Согласен, звучит неправдоподобно. Пароход? В первом веке нашей эры?

Некоторые специалисты по истории техники предполагают, что в период расцвета империи Рим стоял на пороге открытия парового двигателя, который приводил бы в движение его боевые и прочие механизмы. Не будь упадка империи и завоевания ее варварами, какие-нибудь римские братья Райт вполне могли бы оторваться от земли на летательном аппарате уже в конце первого тысячелетия, а не десять веков спустя. Конечно, после Ромула Августула, последнего императора, смещенного в 476 году, ситуация в Риме, захваченном германскими легионами собственной некогда победоносной армии, изменилась от плохого к худшему. В последовавшие затем века христианства монастыри сохранили лишь крохи античной цивилизации (и то в основном из области гуманитарных наук). Что до римской технологии, единственными уцелевшими практическими устройствами оказались военные, как, например, онагр.

Есть ли в тексте Квеста указания на то, как он мог наткнуться на идею чего-то подобного паровому двигателю? Есть. В Св.

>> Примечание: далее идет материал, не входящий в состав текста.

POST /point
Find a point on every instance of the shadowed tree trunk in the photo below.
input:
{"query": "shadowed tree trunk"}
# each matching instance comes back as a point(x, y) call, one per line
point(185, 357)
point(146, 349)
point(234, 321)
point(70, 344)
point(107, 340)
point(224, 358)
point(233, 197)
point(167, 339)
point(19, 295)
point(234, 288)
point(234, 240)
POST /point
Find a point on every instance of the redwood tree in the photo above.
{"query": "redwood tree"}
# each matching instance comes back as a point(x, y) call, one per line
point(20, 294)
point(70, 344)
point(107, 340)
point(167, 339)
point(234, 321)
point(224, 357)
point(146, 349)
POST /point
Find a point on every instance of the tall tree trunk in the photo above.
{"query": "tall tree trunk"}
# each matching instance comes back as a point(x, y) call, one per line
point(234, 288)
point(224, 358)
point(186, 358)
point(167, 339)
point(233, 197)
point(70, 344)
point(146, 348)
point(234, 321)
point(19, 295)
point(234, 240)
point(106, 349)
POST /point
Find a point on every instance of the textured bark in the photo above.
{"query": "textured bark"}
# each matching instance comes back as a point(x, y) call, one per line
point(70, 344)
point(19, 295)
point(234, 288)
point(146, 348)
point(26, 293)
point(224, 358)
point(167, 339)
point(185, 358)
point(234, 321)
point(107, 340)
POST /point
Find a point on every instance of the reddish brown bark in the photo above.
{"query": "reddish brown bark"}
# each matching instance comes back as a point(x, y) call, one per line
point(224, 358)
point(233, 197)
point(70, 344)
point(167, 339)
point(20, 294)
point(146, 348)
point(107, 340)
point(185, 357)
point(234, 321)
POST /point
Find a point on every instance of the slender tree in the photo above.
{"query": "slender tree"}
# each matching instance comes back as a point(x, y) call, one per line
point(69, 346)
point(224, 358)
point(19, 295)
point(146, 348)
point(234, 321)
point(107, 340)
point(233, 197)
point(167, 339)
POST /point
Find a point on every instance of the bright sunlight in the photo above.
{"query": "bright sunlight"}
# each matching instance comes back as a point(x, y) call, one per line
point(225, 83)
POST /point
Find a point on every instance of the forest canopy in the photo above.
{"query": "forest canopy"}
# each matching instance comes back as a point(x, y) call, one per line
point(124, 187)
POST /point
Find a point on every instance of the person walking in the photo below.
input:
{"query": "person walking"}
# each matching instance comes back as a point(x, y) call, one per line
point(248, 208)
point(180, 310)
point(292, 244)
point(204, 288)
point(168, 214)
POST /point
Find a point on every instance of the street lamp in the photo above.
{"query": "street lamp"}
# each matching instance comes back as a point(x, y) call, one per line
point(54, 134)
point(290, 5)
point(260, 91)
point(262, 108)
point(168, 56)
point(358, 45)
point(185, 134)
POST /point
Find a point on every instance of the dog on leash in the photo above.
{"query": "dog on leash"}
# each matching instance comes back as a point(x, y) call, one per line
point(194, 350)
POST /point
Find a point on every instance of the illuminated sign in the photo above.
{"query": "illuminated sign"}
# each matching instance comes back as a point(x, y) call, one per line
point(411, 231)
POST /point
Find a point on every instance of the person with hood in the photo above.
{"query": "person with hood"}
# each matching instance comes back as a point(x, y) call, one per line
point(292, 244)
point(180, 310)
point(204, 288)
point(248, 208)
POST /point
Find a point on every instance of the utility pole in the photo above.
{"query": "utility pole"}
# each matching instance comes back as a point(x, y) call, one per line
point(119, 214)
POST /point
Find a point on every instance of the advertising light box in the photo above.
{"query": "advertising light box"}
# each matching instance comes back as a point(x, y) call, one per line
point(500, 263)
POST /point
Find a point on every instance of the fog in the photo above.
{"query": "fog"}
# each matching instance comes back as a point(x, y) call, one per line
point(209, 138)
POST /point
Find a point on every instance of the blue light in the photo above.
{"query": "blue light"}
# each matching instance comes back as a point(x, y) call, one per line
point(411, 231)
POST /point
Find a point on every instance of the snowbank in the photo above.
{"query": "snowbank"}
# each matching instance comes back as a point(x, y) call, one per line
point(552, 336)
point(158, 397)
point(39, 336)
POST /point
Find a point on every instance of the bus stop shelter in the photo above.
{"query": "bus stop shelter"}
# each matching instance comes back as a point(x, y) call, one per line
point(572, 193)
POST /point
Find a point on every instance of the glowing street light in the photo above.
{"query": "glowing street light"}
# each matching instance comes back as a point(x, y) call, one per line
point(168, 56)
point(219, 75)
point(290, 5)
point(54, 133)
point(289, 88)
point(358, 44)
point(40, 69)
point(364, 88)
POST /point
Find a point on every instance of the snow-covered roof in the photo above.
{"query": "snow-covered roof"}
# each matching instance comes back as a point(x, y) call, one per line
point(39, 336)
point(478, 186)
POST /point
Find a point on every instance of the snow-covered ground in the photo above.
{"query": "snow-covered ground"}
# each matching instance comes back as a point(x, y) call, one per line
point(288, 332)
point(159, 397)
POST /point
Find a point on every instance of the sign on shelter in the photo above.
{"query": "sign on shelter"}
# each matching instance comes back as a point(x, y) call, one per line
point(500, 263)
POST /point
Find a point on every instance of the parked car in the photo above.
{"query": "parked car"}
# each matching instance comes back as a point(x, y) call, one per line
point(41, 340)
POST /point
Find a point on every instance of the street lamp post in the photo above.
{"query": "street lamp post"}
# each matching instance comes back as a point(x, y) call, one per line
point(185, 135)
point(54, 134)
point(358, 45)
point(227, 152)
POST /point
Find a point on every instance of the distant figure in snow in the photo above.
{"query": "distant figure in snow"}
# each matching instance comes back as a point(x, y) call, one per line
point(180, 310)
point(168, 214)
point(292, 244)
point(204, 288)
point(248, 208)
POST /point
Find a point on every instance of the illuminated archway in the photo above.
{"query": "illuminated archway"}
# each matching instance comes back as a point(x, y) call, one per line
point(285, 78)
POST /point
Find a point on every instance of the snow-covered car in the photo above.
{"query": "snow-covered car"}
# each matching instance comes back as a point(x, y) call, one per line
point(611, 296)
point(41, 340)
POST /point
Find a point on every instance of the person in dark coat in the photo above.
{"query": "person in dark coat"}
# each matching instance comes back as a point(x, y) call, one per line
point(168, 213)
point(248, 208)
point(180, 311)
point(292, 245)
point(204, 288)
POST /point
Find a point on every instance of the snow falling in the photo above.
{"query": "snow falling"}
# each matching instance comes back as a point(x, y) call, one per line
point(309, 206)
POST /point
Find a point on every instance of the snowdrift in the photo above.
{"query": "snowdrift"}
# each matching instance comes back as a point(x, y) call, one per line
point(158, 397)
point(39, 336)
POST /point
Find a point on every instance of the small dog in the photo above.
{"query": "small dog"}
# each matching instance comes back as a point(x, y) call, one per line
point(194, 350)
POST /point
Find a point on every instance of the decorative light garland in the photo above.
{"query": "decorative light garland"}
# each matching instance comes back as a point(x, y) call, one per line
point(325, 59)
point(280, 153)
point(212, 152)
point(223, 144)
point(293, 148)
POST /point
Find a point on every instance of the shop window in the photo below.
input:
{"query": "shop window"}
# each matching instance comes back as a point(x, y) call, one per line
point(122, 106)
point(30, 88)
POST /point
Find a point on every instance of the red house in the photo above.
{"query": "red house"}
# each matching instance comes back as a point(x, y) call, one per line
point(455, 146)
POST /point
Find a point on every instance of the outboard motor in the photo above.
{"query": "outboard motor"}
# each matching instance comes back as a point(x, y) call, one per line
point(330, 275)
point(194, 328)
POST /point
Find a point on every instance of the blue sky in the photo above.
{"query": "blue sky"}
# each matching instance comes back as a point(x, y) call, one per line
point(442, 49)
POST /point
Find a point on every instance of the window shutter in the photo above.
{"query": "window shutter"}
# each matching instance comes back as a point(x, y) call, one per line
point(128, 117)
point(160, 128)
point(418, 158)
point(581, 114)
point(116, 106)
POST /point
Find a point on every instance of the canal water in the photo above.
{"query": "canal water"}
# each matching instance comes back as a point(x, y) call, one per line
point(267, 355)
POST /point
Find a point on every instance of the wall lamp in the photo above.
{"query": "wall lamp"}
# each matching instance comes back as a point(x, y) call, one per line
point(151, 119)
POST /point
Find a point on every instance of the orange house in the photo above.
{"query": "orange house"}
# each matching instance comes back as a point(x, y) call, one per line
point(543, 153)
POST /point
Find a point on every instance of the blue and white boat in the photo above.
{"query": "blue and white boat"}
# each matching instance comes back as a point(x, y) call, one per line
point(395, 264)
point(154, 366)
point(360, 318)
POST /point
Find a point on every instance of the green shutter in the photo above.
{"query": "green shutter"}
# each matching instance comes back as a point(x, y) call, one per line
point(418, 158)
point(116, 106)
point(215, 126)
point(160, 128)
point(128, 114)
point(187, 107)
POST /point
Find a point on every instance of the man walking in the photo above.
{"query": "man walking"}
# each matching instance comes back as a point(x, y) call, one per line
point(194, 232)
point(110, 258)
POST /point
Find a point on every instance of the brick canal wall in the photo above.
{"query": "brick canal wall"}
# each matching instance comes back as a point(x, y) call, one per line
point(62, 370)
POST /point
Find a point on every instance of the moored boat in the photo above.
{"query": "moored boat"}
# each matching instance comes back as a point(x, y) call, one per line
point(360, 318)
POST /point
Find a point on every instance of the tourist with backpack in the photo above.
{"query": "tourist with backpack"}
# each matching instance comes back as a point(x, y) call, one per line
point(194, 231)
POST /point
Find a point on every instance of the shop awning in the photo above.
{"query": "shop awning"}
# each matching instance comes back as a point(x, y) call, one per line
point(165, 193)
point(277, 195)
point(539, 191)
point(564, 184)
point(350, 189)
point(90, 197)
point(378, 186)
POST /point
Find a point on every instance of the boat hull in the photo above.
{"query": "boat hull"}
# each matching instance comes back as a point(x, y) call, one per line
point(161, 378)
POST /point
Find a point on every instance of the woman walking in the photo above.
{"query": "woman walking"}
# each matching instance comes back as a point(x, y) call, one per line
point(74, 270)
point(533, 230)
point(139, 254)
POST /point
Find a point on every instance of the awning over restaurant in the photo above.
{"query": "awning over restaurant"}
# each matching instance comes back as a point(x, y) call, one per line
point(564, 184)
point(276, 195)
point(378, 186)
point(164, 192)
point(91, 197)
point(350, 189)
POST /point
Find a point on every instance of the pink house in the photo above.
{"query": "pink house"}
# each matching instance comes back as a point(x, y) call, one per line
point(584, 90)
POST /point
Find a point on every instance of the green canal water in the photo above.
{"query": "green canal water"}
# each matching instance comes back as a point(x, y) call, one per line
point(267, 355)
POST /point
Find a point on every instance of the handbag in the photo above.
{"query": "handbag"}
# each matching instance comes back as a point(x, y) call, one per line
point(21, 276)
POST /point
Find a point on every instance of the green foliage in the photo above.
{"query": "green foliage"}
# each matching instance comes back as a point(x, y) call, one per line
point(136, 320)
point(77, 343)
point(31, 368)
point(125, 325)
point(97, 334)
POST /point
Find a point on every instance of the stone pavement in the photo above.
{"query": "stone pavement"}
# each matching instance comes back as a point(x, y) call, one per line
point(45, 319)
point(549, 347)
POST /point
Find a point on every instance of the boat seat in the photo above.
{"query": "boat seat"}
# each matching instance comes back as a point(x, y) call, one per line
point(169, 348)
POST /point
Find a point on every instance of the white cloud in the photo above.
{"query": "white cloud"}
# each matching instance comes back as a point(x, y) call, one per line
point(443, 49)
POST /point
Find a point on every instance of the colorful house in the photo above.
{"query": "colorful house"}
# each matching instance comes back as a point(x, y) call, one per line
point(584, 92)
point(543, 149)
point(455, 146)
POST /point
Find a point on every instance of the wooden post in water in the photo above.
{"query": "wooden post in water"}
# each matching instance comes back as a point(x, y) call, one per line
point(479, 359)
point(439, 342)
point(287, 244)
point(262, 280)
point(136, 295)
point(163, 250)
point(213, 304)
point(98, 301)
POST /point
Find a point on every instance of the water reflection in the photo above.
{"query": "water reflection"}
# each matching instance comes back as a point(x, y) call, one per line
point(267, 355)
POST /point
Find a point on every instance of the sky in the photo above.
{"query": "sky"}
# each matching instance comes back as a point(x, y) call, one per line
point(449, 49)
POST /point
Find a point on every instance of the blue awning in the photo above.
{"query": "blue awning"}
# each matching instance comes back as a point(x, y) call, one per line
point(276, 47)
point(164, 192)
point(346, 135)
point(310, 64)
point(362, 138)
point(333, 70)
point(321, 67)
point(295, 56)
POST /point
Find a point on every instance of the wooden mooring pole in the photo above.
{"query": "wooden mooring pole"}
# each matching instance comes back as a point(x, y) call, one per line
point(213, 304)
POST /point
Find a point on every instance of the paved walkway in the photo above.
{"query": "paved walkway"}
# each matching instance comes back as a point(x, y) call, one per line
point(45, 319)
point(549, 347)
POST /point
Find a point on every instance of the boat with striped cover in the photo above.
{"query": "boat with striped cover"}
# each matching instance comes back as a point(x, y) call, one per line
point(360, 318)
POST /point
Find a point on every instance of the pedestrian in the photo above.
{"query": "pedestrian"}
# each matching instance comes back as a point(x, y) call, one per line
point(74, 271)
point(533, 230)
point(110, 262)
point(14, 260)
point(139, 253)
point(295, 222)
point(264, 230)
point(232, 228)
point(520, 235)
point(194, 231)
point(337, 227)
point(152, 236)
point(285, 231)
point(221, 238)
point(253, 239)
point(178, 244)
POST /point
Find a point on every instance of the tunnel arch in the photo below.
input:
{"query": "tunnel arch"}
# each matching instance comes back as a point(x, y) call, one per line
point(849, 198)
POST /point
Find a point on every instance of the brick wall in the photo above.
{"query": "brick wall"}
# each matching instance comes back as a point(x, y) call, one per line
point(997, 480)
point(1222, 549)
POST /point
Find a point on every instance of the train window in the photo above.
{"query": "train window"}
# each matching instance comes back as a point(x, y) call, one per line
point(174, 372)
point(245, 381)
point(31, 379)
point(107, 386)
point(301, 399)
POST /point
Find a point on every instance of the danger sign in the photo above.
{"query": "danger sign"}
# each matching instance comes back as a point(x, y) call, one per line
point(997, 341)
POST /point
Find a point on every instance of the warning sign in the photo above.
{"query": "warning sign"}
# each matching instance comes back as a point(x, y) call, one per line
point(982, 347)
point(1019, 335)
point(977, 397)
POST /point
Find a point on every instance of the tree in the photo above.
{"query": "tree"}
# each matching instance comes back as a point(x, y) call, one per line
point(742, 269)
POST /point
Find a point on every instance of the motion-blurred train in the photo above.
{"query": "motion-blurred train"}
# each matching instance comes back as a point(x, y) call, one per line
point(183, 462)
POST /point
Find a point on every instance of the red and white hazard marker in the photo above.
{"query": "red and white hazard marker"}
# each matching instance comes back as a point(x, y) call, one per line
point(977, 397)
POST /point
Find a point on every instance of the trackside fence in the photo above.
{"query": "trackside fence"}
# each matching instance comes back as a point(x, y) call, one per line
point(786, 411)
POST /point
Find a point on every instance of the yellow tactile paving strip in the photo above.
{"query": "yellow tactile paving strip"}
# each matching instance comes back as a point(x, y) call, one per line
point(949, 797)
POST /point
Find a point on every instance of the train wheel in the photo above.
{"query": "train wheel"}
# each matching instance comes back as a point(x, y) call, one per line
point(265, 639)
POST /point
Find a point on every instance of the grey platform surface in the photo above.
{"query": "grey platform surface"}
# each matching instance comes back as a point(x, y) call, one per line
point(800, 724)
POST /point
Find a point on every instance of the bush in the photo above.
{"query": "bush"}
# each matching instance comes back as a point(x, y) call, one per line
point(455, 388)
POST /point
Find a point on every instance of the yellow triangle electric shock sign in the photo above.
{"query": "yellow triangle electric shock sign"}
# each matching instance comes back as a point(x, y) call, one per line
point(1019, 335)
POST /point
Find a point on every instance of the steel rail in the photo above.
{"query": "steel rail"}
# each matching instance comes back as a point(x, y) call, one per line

I, Фр. 11 в ответ на вопрос императора о том, чем он собирается заняться, молодой Квест не без заминки отвечает: «Мне бы хотелось… изобретать… для армии…», но его прерывает восклицание отца: «Игрушки! …он придумывает игрушки!» Затем раб Сентрис приносит что-то, что «остановилось», когда еще что-то «вывалилось». К сожалению, значительная часть рукописи повреждена настолько, что совершенно не поддается прочтению, но что бы там ни принес Сентрис, оно, по всей видимости, начало двигаться, потом остановилось, так как нечто вывалилось – очевидно, какая-то деталь.

Теперь давайте вернемся к Св. I, Фр. 5, где поклонник Прокулеи Цецина привозит маленькому Квесту игрушку: три ветряные мельницы, сделанные из трубочек, которые «действительно вращались». В истории техники мы находим упоминание устройства, называемого «эолипил Герона». Эта игрушка представляла собой закупоренный металлический сосуд с двумя или четырьмя вертикальными изогнутыми на концах трубочками. Если наполнить устройство водой и подвесить над огнем, вода закипает, пар поднимается по изогнутым трубочкам-форсункам, заставляя сосуд вращаться. Короче говоря, перед нами – ранний предшественник парового двигателя, или, точнее, паровой турбины. Тогда никто не воспринимал его всерьез – просто игрушка, как верно назвал ее отец Квеста Гай.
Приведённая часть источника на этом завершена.